Avec Manituana, les cinq Wu Ming nous livrent une version fort différente de cette étape constitutive de la notion d'État de droit occidental. Ce sont les victimes qui nous donnent leur version des faits. Ce qui permet de remettre les pendules à l'heure. La grande maison iroquoise, celle qui réunissait les six nations indiennes du nord des Etats-Unis, avait en grande partie choisi de se ranger du côté des « méchants » loyalistes, car ces derniers s'étaient engagés à préserver leurs terres. Les Anglais avaient même proclamé la libération des esclaves noirs, ce qui avait tout pour déplaire aux colons, grands propriétaires terriens. Donc, finalement, ils n'étaient pas aussi méchants que la version officielle de l'histoire veut bien nous les présenter. Même si, à la fin, les Anglais aussi oublièrent les indigènes et lors du traité de paix de Paris en 1783, il n'y eut aucun représentant indien.

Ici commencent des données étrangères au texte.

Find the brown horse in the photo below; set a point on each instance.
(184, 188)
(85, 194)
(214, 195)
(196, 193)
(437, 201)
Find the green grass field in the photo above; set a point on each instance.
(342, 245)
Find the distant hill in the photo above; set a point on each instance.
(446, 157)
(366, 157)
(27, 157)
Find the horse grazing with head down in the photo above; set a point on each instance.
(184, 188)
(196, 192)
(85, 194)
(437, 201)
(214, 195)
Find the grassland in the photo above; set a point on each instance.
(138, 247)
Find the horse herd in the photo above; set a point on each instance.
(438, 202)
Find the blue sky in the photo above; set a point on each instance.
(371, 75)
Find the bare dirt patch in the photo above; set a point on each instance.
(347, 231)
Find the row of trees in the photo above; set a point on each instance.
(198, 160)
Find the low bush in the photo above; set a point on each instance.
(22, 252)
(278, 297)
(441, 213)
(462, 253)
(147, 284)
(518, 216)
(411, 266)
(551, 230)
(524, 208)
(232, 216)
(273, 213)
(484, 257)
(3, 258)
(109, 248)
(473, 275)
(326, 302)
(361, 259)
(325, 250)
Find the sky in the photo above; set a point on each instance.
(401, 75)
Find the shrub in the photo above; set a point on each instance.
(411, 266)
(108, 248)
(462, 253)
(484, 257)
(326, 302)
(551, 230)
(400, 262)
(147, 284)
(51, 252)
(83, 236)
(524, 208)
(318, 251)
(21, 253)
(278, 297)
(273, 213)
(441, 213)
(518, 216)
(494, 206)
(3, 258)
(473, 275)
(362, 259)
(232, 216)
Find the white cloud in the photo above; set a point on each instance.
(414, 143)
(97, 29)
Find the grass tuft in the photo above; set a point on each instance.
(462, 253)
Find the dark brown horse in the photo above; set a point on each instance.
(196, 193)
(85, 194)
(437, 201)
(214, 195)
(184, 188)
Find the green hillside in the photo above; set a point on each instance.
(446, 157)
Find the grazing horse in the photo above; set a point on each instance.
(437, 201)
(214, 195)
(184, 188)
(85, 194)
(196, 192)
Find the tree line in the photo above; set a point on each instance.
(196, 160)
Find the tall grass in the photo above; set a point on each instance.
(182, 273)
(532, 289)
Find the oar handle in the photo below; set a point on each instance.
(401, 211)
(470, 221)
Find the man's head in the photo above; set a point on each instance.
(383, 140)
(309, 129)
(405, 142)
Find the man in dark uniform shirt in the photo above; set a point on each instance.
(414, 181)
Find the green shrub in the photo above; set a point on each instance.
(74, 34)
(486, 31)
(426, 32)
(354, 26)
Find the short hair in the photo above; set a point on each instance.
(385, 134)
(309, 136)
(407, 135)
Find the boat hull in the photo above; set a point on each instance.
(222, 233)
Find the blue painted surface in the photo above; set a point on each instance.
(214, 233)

Joseph Brant est l'un des héros de cette épopée. Beau-frère de Sir William Johnson, qui était entre autres le Commissaire des affaires indiennes, et interprète attitré des la couronne britannique auprès de la nation Mohawk, à la mort de ce dernier il assumera un rôle de plus en plus déterminant dans la défense de la population indienne. Il deviendra un chef de guerre redoutable et impitoyable, surtout vers la fin du conflit, lorsque George Washington donnera à ses troupes l'ordre de n'avoir plus aucun scrupule vis à vis des Indiens. S'en suivirent des massacres, des viols, des destructions... qui en un peu plus de cinq ans détruisirent totalement la grande maison Iroquoise. Ce qui restait de ce peuple ira se réfugier sur les Milles Îles, qui en dépit de leur nom n'étaient qu'une poignée d'îles à l'embouchure du Saint Laurent.
Manituana fait plus de 500 pages et se lit avec plaisir du début à la fin. Le lecteur peut aisément inscrire les actions des personnages à l'intérieur de leur contexte historique à l'aide d'une brève chronologie placée au début du livre. A lire absolument.